Long-Term Low-Dose Sucrose May Prevent Migraine: Two Double-Blinded Randomized Controlled Pilot Trials
Yan, Ran / Wang, Xin / Zhou, HaiBo / Li, Xin / Diao, YanBo / Xing, YuHang / Zhu, YuLan / Jiang, XiaoFeng / Sun, JiaMei / Zhang, ZuoMing / Zhao, YaShuang
Aims: To evaluate the efficacy of sucrose in the prevention of migraine attacks.
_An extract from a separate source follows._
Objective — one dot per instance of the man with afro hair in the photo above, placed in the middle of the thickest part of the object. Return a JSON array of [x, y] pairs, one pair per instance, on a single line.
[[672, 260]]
Methods: Two randomized double-blinded pilot trials were conducted, one in college students and one in adults. Migraineurs were randomized into two groups that each received an oral liquid: for students, sucrose 5 g/day (s-group; n = 12) or glucose 2.5 g/day (g-group; n = 10) for 3 months; and for adults, sucrose 5 g/day (s-group; n = 10) or fructose 2.5 g/day (f-group; n = 9) for 6 months. The primary endpoint was the frequency of migraine attacks per month, and the secondary endpoints were mean duration and severity of migraine per attack. Continuous measurements were described as mean ± standard deviation (SD). The overall significance of the effects between different groups was tested using repeated measures analysis of variance (RANOVA), and the efficacy was evaluated using an intent-to-treat analysis.
Results: Migraine frequency in the students declined significantly in the g-group (mean reduction ± SD: 0.65 ± 0.71; P < .01), but not in the s-group (0.33 ± 2.02; P = .58). RANOVA results suggested that the secondary endpoints significantly declined over time (all P < .01) with no differences between the groups. In the adult trial, mixed-effects model analysis showed that both the primary and secondary endpoints significantly declined over time with no significant differences between the groups.
Conclusion: Long-term consumption of a 5-g dose of sucrose for adult migraineurs or a 2.5-g dose of glucose for college student migraineurs may be as effective as preventive treatments.